Many people think that the only factor in weight loss is a workout plan. That is a huge part of the process, but there are other things to consider.
In fact, rest and sleep enhance the rest of a weight loss plan, like helping a person make healthy eating choices or keep exercising longer. Below are many ways that rest and sleep contribute to weight loss.
Rest and Sleep
What is the difference between rest and sleep?
Sleeping, scientifically, is the period of time that a person’s brain spends away from consciousness. Some dictionaries include the word rest in their definitions, but rest may not necessarily include real sleep.
Resting is a more general term that encompasses things like these:
- sitting after standing for long periods
- elevating the feet
- taking a break from hard labor
- closing the eyes but not sleeping
- lying prone
- meditation and other forms of clearing one’s thoughts
In the end, rest and sleep are not the same thing. However, both can be beneficial for the body.
Even though rest is not the same thing as sleep, and does not have the same effect on a person’s body, it can still be beneficial.
Certainly, resting reduces stress, which causes high blood pressure, depression, and can make a person’s immune system weaker. Resting can also mimic the benefits of sleep, although those benefits won’t last as long as they would in a person who actually slept.
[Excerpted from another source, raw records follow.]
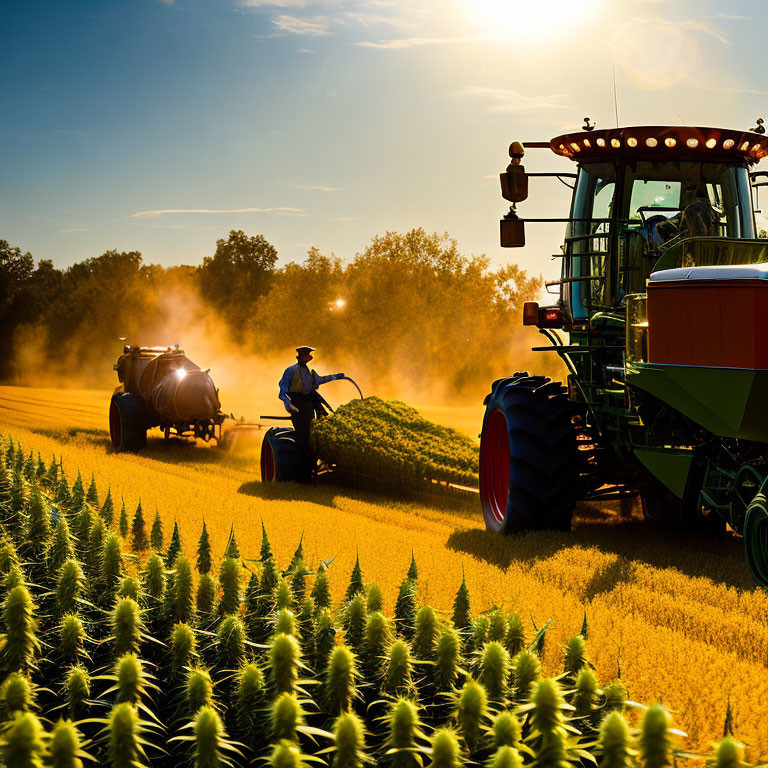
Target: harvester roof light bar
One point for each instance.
(655, 142)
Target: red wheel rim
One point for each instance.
(494, 467)
(267, 463)
(114, 425)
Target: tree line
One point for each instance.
(411, 309)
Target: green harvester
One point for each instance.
(662, 322)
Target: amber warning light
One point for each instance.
(542, 317)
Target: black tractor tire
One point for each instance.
(529, 458)
(127, 422)
(668, 512)
(282, 459)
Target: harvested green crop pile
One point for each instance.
(391, 442)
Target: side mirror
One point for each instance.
(514, 184)
(512, 231)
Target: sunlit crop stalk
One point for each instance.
(526, 671)
(405, 608)
(425, 633)
(77, 691)
(286, 716)
(70, 586)
(64, 748)
(21, 642)
(575, 656)
(497, 627)
(155, 579)
(174, 548)
(446, 749)
(404, 733)
(284, 661)
(341, 680)
(615, 743)
(471, 712)
(505, 730)
(180, 596)
(374, 600)
(23, 742)
(398, 670)
(112, 567)
(515, 639)
(356, 586)
(15, 695)
(207, 589)
(494, 670)
(72, 636)
(325, 634)
(654, 742)
(198, 690)
(183, 646)
(127, 626)
(229, 579)
(156, 534)
(505, 757)
(230, 641)
(354, 623)
(204, 552)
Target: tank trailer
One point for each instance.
(661, 319)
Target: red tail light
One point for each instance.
(542, 317)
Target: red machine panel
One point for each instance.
(709, 316)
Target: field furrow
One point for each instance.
(677, 613)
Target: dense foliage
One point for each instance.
(412, 300)
(392, 443)
(135, 660)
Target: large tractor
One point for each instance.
(662, 323)
(161, 387)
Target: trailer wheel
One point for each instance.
(281, 456)
(756, 539)
(127, 422)
(529, 459)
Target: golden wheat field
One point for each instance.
(677, 612)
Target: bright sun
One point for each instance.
(532, 20)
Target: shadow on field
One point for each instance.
(720, 558)
(76, 434)
(325, 492)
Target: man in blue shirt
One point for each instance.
(298, 391)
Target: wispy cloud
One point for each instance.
(67, 132)
(163, 211)
(504, 100)
(316, 188)
(315, 26)
(659, 52)
(317, 18)
(726, 17)
(749, 91)
(277, 3)
(414, 42)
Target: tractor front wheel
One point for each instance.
(281, 456)
(127, 422)
(756, 539)
(529, 458)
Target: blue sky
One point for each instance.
(158, 126)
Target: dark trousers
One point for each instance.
(301, 422)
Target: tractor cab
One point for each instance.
(663, 301)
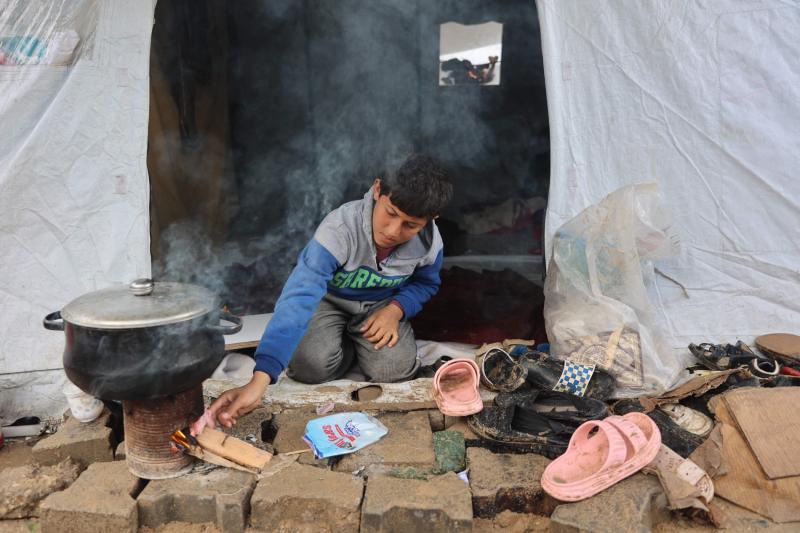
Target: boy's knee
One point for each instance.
(314, 367)
(309, 374)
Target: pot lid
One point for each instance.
(144, 303)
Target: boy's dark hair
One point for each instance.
(420, 187)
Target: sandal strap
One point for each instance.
(617, 450)
(461, 362)
(631, 432)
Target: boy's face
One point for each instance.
(390, 226)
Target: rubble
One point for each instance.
(23, 487)
(502, 482)
(85, 443)
(441, 504)
(304, 498)
(101, 500)
(221, 496)
(634, 505)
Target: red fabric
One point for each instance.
(383, 253)
(398, 304)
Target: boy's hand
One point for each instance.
(381, 326)
(236, 402)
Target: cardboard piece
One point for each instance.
(696, 386)
(253, 327)
(745, 483)
(770, 423)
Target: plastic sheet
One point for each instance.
(704, 98)
(597, 310)
(74, 192)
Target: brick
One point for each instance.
(22, 487)
(409, 443)
(221, 496)
(85, 443)
(634, 505)
(303, 498)
(291, 427)
(501, 481)
(441, 504)
(248, 428)
(100, 500)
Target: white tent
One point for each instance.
(703, 97)
(74, 191)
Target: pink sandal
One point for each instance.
(455, 388)
(600, 454)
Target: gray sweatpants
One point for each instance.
(333, 342)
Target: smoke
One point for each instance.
(320, 97)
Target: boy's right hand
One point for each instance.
(236, 402)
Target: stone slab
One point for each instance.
(302, 498)
(291, 426)
(409, 443)
(288, 394)
(101, 500)
(501, 481)
(440, 504)
(634, 505)
(85, 443)
(221, 496)
(460, 424)
(23, 487)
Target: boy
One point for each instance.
(370, 267)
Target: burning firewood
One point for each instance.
(219, 448)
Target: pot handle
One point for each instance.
(53, 321)
(236, 327)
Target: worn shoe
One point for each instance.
(528, 420)
(501, 372)
(682, 441)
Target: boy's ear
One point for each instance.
(376, 189)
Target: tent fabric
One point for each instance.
(74, 192)
(704, 98)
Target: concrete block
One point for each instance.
(23, 487)
(634, 505)
(441, 504)
(101, 500)
(85, 443)
(501, 481)
(221, 496)
(302, 498)
(409, 443)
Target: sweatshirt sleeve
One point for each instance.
(423, 284)
(301, 294)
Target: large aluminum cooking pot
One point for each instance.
(147, 340)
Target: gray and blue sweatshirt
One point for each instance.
(341, 259)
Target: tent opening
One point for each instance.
(265, 116)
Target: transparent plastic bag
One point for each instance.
(597, 310)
The Center for Disease Control estimates that sleep duration among Americans has decreased over the past two decades.
Ultimately, a person’s brain will cease to function after the loss of too much sleep. Human growth hormone is produced during sleep, and short-term memories are converted to long-term during sleep. Cognitive function depends on a person getting sleep.
Good Sleep Linked to Good Decisions
It’s nice to talk about willpower, but as it turns out, making good decisions may actually have biological influences.
Things like making healthy food choices and deciding to exercise are easier to decide when people aren’t as tired and have more energy to resist.
Poor Sleep Decreases Resting Metabolism
In a study by the US Food and Drug Administration at the University of Chicago Sleep Research Laboratory, researchers found that lack of sleep made dieting less effective, due in part to metabolism.
Overweight adults were given the same diet plan over a period of 14 days. Some were allowed to sleep 8.5 hours at night, and some were allowed only 5.5 hours of sleep.
The adults who were only allowed 5.5 hours had increased hunger and fewer weight loss results from the diet than the adults who were allowed a full 8.5 hours at night.
Poor Sleep Increases Appetite
Having good sleep helps people fight their cravings. By studying the stomach hormone ghrelin, researchers have discovered a direct relationship to cravings.
Ghrelin has been linked to cravings, meaning the higher the levels of ghrelin in a person’s stomach, the more they crave high-calorie foods.
Ghrelin is produced in the gastrointestinal tract all the time, but it is only absorbed by the stomach when the stomach is empty. If the stomach is stretched because it is filled with food, absorption stops.
When ghrelin is present in the stomach, the person craves higher-calorie foods. This may explain why those who do not eat breakfast also crave unhealthy foods and overindulge at lunch.
Levels of ghrelin go down while a person sleeps. The lower the levels of ghrelin, the less a person craves high-calorie foods. Therefore, the less time a person spends sleeping means the less time the levels of ghrelin have to plummet.
This means a person who doesn’t sleep very much will have more high-calorie cravings than a person who does sleep.
It’s hard to fight cravings when there are more of them than other people have, isn’t it? It means a person needs more determination and more willpower than others. The best solution is to spend more time sleeping, and less time fighting cravings.
Good Sleep Prevents Insulin Resistance
Insulin is a hormone produced by the body to help it process sugars. The sugars are then either converted to fat or used by the body as fuel.
Insulin resistance is when a person’s body stops processing sugar properly, despite the presence of insulin. This can lead to high blood pressure, difficulty concentrating, and hunger.
Hungry people are at a great disadvantage if they are trying to lose weight because they require more determination. A person who sleeps more is less likely to have insulin resistance, and therefore less likely to be as hungry as someone with less sleep and more insulin resistance.
Good Sleep Enhances Activity
It is no surprise that getting a great workout can, in turn, give a person great sleep. The person who exercises sees improvement in the quality of sleep, as well as improvement in memory and other health benefits (like weight loss).
But is this another chicken and egg scenario? Can sleep improve a workout, too, not just the other way around?
Those people who spend more time sleeping are more likely to have a longer workout because they are less tired. They are also more likely to work harder during their workouts.
In a person who has gotten more sleep, researchers saw an increase in the time it takes for a person to become exhausted while working out, rather than in someone who skipped bedtime.
A person with a good night’s sleep will have a better chance of not skipping their workout, too.
Certainly what a person eats and how they exercise makes up a big part of their weight loss journey. But rest and sleep are equally important, too.